Chronic Wasting Disease, or CWD, is a disease that attacks the brain and nervous system of whitetail deer, elk, moose, and mule deer. Most hunters will never encounter an animal infected with CWD, however, the likelihood of seeing one has increased over the years as the disease has spread throughout the United States and Canada. This disease, if not stopped, could potentially threaten hunting as we know it.
Identifying Infected Animals
The best way to avoid infected animals is understanding the symptoms. We’ll take a look at the behavioral and physical symptoms to watch out for on your next hunting trip.
The first thing to look for is any strange behavioral abnormalities. Animals infected with CWD will often walk in a strange, staggered pattern. They might also walk in circles or other strange patterns. They will also exhibit poor posture with their heads down most of the time. You might also find an animal infected with CWD confused and alone.
There are also a number of physical symptoms to look for.

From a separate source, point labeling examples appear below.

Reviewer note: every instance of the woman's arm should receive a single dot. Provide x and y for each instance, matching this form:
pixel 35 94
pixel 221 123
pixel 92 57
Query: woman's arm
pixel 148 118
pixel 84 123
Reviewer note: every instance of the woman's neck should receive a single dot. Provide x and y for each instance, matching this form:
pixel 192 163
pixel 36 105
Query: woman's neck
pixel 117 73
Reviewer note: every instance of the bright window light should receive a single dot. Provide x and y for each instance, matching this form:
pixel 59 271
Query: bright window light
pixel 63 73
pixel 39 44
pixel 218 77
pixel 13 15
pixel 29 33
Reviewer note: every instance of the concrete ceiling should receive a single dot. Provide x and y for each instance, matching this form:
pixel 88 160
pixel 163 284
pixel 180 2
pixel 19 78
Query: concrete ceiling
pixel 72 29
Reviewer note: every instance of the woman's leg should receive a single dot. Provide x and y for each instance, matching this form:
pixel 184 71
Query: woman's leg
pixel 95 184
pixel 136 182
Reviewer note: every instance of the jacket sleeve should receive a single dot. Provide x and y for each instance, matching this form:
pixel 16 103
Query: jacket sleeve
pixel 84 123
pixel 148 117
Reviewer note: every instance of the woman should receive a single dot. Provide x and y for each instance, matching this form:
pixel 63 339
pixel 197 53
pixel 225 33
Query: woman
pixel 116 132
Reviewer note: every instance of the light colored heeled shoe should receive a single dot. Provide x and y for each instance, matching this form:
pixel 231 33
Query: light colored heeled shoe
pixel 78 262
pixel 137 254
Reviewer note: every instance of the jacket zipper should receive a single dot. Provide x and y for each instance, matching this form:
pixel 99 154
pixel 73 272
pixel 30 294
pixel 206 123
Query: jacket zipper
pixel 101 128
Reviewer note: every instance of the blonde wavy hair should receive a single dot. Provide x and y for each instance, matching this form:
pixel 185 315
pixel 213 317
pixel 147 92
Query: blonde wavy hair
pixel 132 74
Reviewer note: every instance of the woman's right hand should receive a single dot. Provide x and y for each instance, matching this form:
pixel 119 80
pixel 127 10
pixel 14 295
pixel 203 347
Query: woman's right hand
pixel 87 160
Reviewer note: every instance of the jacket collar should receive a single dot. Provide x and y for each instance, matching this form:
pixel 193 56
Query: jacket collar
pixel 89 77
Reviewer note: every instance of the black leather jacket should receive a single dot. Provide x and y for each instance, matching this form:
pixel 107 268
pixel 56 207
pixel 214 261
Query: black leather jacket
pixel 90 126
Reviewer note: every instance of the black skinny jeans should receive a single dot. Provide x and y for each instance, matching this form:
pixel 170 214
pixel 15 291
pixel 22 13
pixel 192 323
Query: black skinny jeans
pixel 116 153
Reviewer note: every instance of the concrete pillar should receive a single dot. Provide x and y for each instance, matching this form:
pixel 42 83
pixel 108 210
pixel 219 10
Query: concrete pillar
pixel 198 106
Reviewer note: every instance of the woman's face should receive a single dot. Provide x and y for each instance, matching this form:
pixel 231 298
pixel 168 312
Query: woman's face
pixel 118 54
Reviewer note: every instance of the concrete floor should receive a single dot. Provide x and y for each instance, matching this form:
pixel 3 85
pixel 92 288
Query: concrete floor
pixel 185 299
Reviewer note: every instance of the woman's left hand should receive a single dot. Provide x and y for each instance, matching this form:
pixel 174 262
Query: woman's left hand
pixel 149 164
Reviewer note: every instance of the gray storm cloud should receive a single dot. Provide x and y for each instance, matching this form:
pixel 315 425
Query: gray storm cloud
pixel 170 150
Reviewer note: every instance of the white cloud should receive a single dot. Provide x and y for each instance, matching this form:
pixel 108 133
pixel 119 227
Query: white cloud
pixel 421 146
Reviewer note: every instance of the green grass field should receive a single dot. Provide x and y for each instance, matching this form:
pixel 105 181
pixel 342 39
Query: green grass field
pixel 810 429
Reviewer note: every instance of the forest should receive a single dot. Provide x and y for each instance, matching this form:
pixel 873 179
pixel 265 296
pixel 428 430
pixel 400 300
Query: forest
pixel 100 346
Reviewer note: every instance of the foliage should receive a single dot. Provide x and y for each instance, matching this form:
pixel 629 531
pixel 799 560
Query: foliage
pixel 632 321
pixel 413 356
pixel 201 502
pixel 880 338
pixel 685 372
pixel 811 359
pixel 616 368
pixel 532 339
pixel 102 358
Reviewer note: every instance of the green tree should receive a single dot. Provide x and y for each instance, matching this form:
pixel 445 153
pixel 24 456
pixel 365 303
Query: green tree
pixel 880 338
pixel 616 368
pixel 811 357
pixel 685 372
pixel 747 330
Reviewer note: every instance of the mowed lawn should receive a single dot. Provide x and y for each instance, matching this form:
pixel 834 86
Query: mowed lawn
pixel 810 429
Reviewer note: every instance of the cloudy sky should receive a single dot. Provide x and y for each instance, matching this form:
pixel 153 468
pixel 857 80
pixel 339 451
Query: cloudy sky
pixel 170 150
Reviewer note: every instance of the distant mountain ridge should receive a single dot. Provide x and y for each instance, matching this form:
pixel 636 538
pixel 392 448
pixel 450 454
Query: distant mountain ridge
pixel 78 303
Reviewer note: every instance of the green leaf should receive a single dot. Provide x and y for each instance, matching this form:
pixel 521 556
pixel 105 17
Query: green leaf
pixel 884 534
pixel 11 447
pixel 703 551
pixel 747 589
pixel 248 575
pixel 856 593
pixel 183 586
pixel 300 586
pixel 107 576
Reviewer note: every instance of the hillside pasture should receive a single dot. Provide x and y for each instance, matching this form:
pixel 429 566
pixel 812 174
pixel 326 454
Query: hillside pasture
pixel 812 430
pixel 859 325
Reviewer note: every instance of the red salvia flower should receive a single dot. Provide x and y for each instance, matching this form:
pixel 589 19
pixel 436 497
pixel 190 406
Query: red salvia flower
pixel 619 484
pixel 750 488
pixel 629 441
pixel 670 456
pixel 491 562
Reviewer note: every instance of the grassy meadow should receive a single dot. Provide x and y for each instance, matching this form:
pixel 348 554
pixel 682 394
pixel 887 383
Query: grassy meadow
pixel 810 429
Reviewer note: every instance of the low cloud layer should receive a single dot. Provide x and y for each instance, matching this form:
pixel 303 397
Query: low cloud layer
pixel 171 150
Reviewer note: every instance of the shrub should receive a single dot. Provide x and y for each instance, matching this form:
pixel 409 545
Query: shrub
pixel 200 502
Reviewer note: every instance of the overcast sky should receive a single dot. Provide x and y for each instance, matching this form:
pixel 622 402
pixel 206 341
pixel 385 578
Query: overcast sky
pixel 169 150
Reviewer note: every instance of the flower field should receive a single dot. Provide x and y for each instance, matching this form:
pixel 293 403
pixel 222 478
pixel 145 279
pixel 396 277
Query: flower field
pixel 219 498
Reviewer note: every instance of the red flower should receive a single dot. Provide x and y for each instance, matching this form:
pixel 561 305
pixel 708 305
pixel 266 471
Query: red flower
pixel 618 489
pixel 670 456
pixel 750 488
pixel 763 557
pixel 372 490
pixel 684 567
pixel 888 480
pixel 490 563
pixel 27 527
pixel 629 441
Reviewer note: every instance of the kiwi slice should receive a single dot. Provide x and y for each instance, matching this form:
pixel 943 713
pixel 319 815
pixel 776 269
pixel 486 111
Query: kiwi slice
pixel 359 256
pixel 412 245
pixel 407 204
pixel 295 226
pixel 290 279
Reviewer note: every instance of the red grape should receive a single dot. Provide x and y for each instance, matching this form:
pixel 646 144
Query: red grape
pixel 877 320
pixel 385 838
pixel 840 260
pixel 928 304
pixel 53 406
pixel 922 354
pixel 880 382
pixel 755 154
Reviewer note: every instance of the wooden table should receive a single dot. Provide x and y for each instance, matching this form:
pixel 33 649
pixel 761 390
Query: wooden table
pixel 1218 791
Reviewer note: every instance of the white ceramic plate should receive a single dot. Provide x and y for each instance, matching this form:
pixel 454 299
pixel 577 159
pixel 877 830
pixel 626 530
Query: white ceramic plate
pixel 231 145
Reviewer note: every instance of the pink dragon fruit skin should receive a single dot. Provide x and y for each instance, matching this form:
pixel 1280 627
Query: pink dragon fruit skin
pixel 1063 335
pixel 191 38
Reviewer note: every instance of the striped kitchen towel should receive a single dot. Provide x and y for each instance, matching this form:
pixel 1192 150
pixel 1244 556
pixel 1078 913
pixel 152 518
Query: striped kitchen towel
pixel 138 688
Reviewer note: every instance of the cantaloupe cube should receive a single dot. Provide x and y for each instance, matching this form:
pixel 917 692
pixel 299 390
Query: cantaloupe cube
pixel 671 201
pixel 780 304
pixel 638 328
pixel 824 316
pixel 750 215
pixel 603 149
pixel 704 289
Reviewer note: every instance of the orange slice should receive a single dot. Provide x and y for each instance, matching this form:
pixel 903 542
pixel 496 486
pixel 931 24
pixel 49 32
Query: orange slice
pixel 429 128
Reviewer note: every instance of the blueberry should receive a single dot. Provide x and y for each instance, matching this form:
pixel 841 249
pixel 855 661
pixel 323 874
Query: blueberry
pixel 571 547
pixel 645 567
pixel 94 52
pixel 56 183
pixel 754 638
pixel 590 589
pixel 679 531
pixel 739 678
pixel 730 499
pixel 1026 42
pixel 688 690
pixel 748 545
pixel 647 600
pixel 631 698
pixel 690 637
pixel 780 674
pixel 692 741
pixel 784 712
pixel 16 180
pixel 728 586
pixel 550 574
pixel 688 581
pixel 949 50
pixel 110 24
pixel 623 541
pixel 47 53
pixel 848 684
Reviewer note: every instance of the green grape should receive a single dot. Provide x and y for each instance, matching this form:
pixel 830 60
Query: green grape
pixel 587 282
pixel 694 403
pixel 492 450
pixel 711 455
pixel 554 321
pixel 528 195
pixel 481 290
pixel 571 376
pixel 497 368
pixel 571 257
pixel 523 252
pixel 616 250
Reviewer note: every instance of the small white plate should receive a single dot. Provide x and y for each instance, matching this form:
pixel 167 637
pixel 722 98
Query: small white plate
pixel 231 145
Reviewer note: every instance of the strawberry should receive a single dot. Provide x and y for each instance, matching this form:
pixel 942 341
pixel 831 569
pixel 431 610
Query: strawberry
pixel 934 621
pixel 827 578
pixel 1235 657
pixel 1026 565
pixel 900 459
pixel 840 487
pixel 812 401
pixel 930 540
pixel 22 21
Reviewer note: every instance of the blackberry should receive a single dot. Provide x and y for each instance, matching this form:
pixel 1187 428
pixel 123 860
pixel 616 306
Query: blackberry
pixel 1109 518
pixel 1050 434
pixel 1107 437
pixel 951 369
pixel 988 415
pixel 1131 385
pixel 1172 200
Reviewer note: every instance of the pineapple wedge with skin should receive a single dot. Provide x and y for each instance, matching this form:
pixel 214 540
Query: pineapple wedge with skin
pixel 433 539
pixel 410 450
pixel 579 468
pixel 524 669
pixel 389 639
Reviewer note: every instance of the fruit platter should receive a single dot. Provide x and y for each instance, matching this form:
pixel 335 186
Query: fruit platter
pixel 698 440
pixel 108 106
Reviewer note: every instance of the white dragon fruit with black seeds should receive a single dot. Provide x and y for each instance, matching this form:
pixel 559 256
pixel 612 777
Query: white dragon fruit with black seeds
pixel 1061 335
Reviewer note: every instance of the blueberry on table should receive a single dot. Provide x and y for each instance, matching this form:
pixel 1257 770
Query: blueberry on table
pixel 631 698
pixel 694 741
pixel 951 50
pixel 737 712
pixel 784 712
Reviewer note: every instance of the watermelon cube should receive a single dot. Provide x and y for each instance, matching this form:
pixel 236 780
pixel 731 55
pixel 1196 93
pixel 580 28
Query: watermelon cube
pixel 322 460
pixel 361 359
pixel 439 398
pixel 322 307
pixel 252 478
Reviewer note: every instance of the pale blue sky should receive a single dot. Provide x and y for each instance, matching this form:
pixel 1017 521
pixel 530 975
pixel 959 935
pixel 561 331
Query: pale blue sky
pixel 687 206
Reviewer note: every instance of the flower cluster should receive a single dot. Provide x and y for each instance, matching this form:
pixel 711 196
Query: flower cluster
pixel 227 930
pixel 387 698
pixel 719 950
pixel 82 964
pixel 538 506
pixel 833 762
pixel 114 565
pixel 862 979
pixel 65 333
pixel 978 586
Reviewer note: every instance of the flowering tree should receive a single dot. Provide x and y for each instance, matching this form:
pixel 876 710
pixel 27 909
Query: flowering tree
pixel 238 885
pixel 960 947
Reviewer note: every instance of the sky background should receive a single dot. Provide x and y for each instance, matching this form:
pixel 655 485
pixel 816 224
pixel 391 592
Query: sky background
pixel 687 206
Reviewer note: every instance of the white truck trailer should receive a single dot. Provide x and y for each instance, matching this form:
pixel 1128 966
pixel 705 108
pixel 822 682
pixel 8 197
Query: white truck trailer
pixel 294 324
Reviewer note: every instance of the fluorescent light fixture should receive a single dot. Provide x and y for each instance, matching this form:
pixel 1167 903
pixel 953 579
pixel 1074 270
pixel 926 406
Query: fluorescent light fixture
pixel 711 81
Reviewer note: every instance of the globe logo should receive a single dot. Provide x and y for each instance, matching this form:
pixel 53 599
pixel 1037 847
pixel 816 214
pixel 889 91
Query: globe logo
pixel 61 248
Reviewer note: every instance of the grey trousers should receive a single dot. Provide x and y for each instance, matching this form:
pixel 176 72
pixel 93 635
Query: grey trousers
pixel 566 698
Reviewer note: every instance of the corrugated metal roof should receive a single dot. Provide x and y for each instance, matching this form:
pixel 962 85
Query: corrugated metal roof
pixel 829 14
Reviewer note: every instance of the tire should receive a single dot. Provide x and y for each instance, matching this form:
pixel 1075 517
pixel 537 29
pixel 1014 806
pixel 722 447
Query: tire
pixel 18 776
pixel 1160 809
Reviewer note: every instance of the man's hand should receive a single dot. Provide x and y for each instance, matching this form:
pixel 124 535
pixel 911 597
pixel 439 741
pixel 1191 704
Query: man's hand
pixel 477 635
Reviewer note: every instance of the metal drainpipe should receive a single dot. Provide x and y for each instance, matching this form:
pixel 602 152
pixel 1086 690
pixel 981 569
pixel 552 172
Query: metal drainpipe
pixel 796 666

Like the name of the disease implies, animals infected with it will waste away physically and mentally. Being extremely malnourished is the first sign of CWD. Excessive saliva and strange facial expressions is another telltale sign. An animal infected with CWD will also have a very unpleasant aroma, like rotting meat.
Taking Extra Precautions
The scariest part of CWD is that an animal that has been recently infected may appear to be completely normal. An animal may be infected but show no symptoms during the incubation phase of the disease.
It’s important to wear rubber gloves when field dressing or processing any animal that could potentially have CWD. Parts of the animal like the brain, spinal cord, eyes, spleen, tonsils, and lymph nodes should be off limits due to the risk of exposure to the disease.
It is unclear at this point how dangerous CWD is to humans. Some studies seem to suggest that humans are immune to CWD, while others claim it is a very real threat. Whatever the case may be, avoiding animals infected with CWD is the smart thing to do. Chronic Wasting Disease is just a fact of life that hunters will need to deal with from this point forward. It doesn’t have to ruin your hunting trip, but you definitely need to be aware of the risks involved and learn how to avoid them.